Pemerintah dinilai minim dalam melakukan pengujian terhadap sebuah kebijakan yang akan dikeluarkan sehingga memunculkan kecurigaan adanya kedekatan dengan operator tertentu.
Anggota Masyarakat Telematika Indonesia Mas Wigrantoro Roes Setiyadi mengemukakan selama ini pembuat kebijakan dinilai terlalu dekat dengan operator telekomunikasi sehingga membuat gamang dalam menetapkan kebijakan.
“Pemerintah saat ini mencoba lebih demokratis dan mengakomodasi semua operator. Di sisi lain, memang harus didengarkan. Namun, pemerintah harus tegas dan cerdas. Jangan sungkan, karena ini memang kewenangan membuat regulasi. Jika pemerintah tegas, semua akan respect,” ujarnya.
Wigrantoro menambahkan selama ini pemerintah minim melakukan pengujian terhadap kebijakan dan lebih banyak melakukan pembenaran dari keinginan. “Inilah yang menimbulkan reaksi penolakan dari operator.”
Dia menjelaskan beberapa isu kebijakan telekomunikasi yang saat ini berkembang karena kurangnya ketegasan pemerintah. Wigrantoro pun menambahkan hal ini berlaku untuk melakukan efisiensi industri seluler.
Saat ini ada sekitar 10 operator seluler, dibutuhkan ketegasan pemerintah agar mendorong operator kecil melakukan konsolidasi. “Agar pasar seluler efisien, tujuh operator bisa didorong menggunakan pengaturan, ketegasan, kewenangan pemerintah yang mengarahkan investor agar melakukan merger. Pasar bisa dibentuk dengan kewenangan yang dimiliki oleh menteri,” tuturnya.
Seperti yang diketahui, hingga saat ini masih ada beberapa kebijakan yang terganjal implementasinya. Pertama, revisi Peraturan Pemerintah (PP) Nomor 52/2000 tentang Penyelenggaraan Telekomunikasi dan PP 53/200 tentang Penggunaan Spektrum Frekuensi Radio dan Orbit Satelit.
Revisi dua kebijakan ini sekarang masih dalam tahap pembahasan di Kementerian Koordinator bidang Perekonomian.
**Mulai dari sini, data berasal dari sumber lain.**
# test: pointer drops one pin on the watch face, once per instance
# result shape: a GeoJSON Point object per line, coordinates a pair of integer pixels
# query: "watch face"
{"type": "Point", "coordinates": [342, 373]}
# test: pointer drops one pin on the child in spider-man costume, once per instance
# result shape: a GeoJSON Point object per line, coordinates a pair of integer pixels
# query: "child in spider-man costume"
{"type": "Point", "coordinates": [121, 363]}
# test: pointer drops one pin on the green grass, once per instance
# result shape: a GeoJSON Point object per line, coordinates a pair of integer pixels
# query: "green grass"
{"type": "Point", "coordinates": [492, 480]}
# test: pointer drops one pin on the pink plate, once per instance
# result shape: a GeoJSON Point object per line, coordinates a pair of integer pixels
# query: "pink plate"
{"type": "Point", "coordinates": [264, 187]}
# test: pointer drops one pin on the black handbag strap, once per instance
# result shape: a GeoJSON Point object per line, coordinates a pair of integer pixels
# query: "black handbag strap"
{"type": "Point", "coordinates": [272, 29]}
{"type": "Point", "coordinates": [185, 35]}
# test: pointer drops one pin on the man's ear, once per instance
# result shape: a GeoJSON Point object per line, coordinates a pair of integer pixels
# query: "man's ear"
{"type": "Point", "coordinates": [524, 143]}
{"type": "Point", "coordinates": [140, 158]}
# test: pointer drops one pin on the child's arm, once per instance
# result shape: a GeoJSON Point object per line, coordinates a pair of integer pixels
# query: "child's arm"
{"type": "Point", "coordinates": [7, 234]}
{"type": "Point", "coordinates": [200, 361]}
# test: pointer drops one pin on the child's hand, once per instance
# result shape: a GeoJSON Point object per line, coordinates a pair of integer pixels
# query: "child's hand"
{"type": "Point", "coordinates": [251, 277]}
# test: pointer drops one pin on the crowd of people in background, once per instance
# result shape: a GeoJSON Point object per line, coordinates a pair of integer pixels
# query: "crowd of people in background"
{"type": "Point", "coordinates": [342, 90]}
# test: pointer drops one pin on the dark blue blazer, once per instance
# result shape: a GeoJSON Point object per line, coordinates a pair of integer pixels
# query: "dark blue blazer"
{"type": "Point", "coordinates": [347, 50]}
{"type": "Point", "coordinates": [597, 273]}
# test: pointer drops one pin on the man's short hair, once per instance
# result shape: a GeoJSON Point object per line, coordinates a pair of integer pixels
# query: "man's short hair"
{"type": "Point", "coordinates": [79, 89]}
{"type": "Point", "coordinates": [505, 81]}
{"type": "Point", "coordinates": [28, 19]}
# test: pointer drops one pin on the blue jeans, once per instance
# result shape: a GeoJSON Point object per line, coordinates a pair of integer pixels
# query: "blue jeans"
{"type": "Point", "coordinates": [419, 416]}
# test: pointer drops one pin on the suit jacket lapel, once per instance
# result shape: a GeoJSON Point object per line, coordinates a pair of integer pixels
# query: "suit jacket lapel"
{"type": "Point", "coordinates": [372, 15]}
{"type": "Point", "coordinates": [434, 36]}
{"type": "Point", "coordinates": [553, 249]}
Berbagai pihak telah mendesak agar revisi ini segera dirampungkan dengan tujuan efisiensi industri.
Langkah ini dinilai perlu untuk memberi kepastian bagi industri telekomunikasi ditengah pesatnya perkembangan teknologi informasi untuk mendorong pertumbuhan ekonomi digital Indonesia dan perekonomian nasional.
Saat ini, implementasi biaya baru interkoneksi yang kembali memasuki tahap perhitungan ulang. Setelah ditunda tiga bulan, regulasi ini kembali harus ditunda karena belum adanya kesepakatan antar operator telekomunikasi.
Penundaan ini diumumkan dalam surat tertanggal 2 November 2016 terkait Penyampaian Penetapan Perubahan DPI Milik Telkom dan Telkomsel Tahun 2016 dan Implementasi Biaya Interkoneksi.
Ketua Badan Regulasi Telekomunikasi Indonesia (BRTI) Achmad M Ramli mengungkapkan perhitungan awal tidak ada kesepakatan.
“Tidak ada kesepakatan antar operator. Ada yang setuju Rp204/menit, ada yang mau lain. Ada yang mau simentris, ada yang mau asimetri. Sehingga, akan dilakukan perhitungan ulang,” ujarnya Kamis (3/11).
Ramli menjelaskan nantinya perhitungan akan diberikan kepada konsultan untuk dihitung agar menghasilkan besaran biaya yang paling pas dengan skema yang tepat.
“Saat ini dibutuhkan ketegasan dari pemerintah dan kedewasaan para eksekutif operator,” ujar Mas Wigrantoro.